Do you need "any" sorting algorithm, or an "efficient" sorting algorithm?
For simplicity, I can show you how to implement an easy, but not efficient, sorting algorithm.
It's the double for method!!
Then, with the same ideas, you can modify it to any other efficient algorithm (like shell, or quicksort).
For numbers, you could put arrays ir order, as follows (as you probably know):
int intcmp(int a, int b) {
return (a < b)? -1: ((a > b)? +1: 0);
}
int main(void) {
int a[5] = {3, 4, 22, -13, 9};
for (int i = 0; i < 5; i++) {
for (int j = i+1; j < 5; j++)
if (intcmp(a[i], a[j]) > 0) {
int temp = a[i];
a[i] = a[j];
a[j] = temp;
}
printf("%d ", a[i]);
}
}
The only thing that has changed now is that you have strings intead integers.
So, you have to consider an array of strings:
char *a[] = {"Florida", "Oregon", "Califoria", "Georgia"};
Then, you have to change the type of temp to char*,
and finally you put the function strcmp() instead of intcmp().
The function strcmp(s1, s2) (from < string.h >)
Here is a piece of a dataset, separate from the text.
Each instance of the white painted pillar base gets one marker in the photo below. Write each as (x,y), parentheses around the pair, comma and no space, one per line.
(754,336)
returns a number < 0 if s1 is a string "less than" s2, == 0 if s1 is
"equal to" s2, and > 1 else.
The program looks like this:
#include <stdio.h>
#include <string.h>
int main(void) {
char *a[] = {"Florida", "Oregon", "Califoria", "Georgia"};
for (int i = 0; i < 4; i++) {
for (int j = i+1; j < 4; j++)
if (strcmp(a[i], a[j]) > 0) {
char* temp = a[i];
a[i] = a[j];
a[j] = temp;
}
printf("%s ", a[i]);
}
getchar();
return 0;
}
Note that for the printf() sentence, we have changed "%d " by "%s ", in order to properly show strings.
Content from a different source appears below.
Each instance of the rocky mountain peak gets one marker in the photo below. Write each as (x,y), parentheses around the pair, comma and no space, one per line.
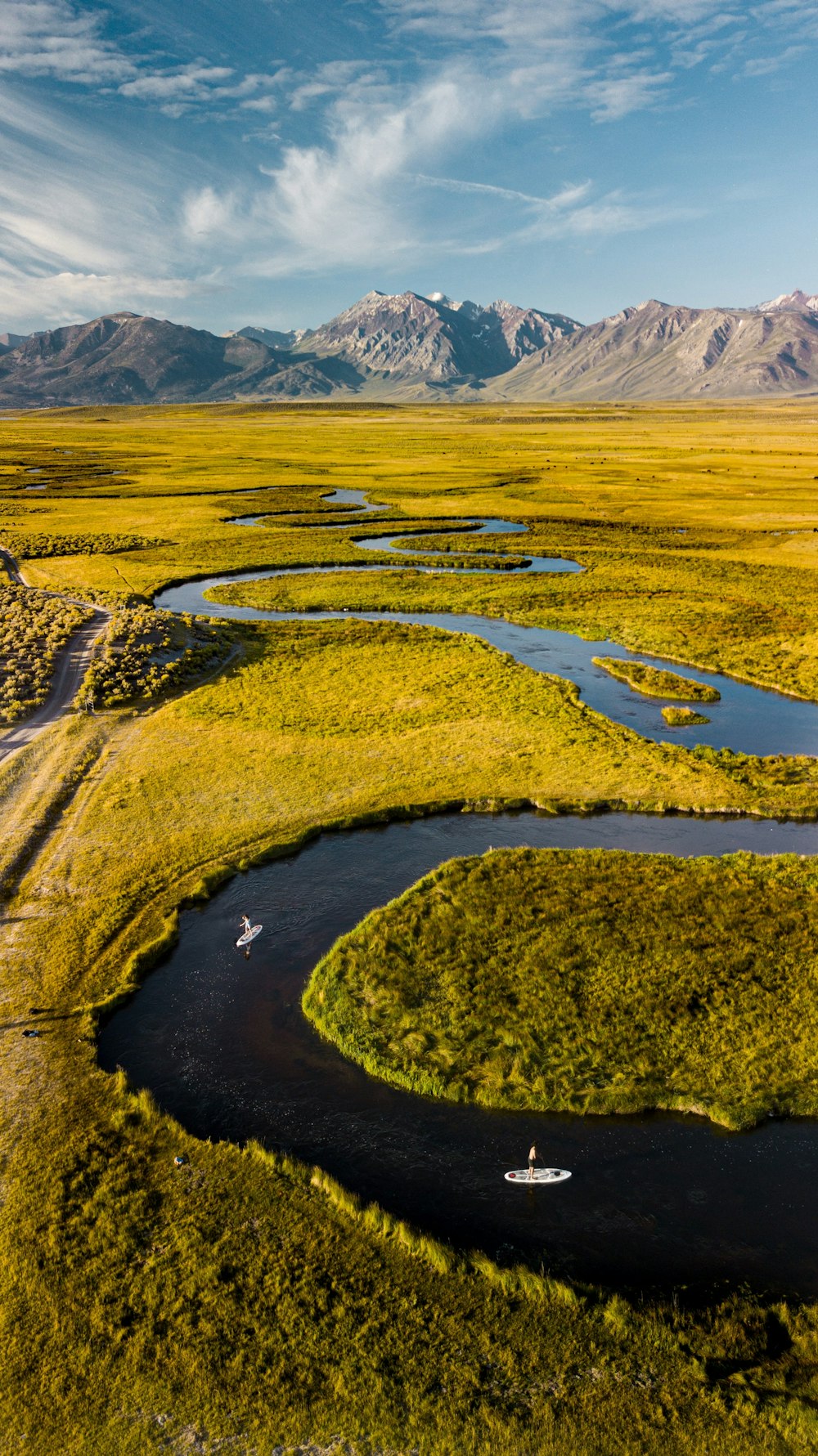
(795,302)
Final comment: When you program a better algorithm, like quick-sort, it is enough that you change the comparisson function, because the algorithm it is the same, in despite of the type of data you are comparing.
Remark: I have used a "tricky" method. As you can see, I have defined the variable a as a pointer to string. The initializer has taken a constant array of strings and then initialized the variable a with it. The variable a now can be safely treated and indexed as an array of exactly 4 pointer-to-strings.
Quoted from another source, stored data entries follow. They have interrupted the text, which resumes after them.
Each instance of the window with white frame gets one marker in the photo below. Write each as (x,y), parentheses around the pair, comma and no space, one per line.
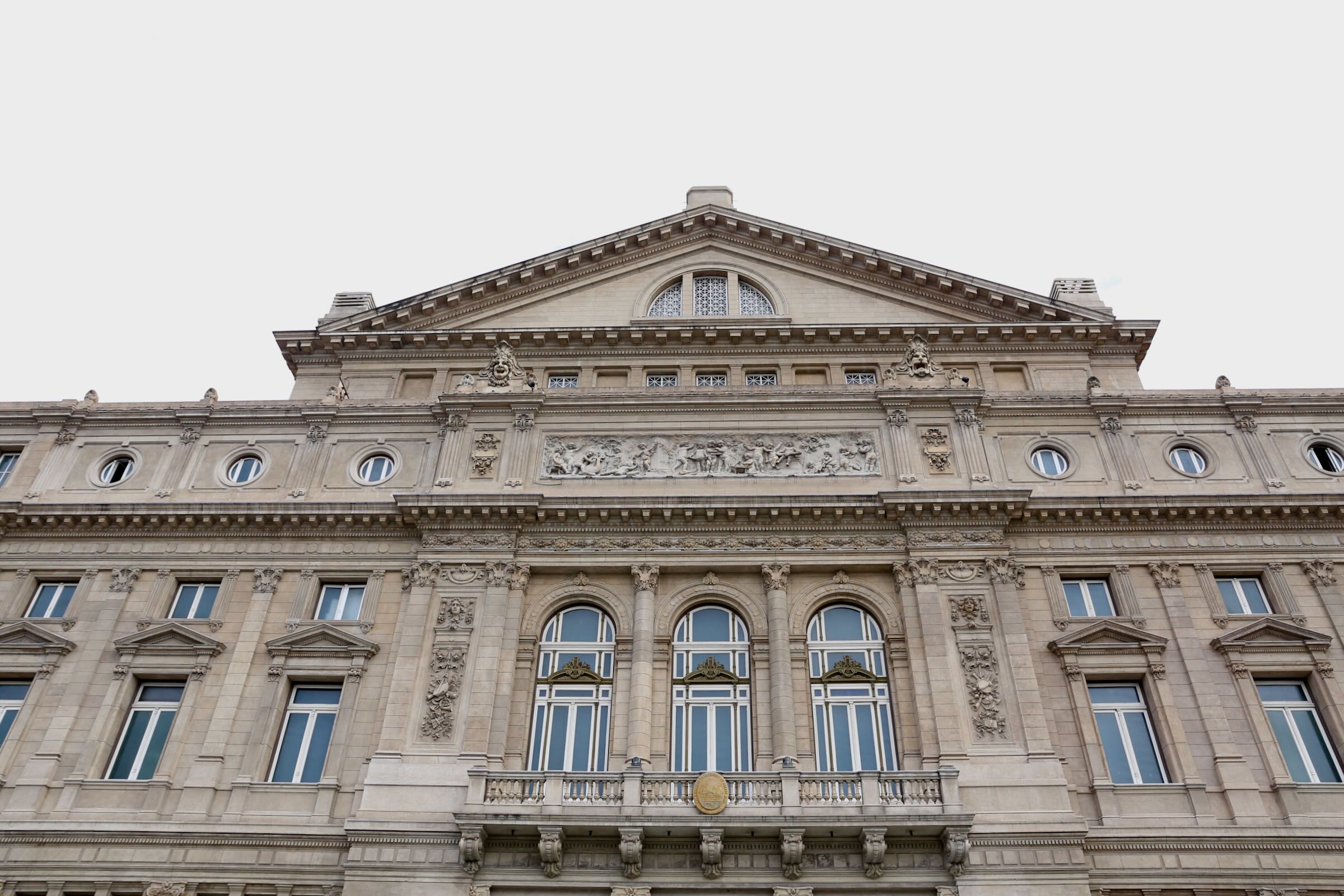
(307,735)
(147,729)
(572,713)
(711,699)
(52,601)
(340,602)
(7,463)
(851,703)
(12,695)
(1127,734)
(194,601)
(1089,598)
(1298,727)
(1244,597)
That is the reason why the "swap" works fine in the double-for algorithm: The memory addresses are swapped instead the entire strings.
Steps you likely should take:
Populate array with state names
Create method to swap two states in place in the array
At this point you have all the tools necessary to use strcmp to implement any sorting algorithm you choose
Most sorting methods rely on two things.
Being able to rearrange a list (i.e. swap)
Being able to compare items in list to see if they should be swapped
I would work on getting those two things working correctly and the rest should just be learning a particular sorting algorithm
Beware of a little headaching problem: Strings are sorted by ascii numeric representations, so if you sort alphabetically like this, any capital letter will come before a lowercase letter e.g. "alpha", "beta", "gamma", "Theta" will be sorted as:
Theta, alpha, beta, gamma
When it comes to the sample array you have listed here the simple algorithm mentioned earlier might actually be the most efficient. The algorithm I'm referring to is the one where you start with the first element and then compare it to the others and substitute with the smallest you find and then going to the next element to do the same only dont compare it to the already sorted elements.
While this algorithm has an execution time of O(n^2). Where n is the number of elements in the array. It will usually be faster than something like quick sort (execution time O(n*log(n)) for smaller arrays. The reason being that quick sort has more overhead. For larger arrays quick sort will serve you better than the other method, which if memory serves me right is called substitution sort although I see it mentioned as "double for" in a different answer.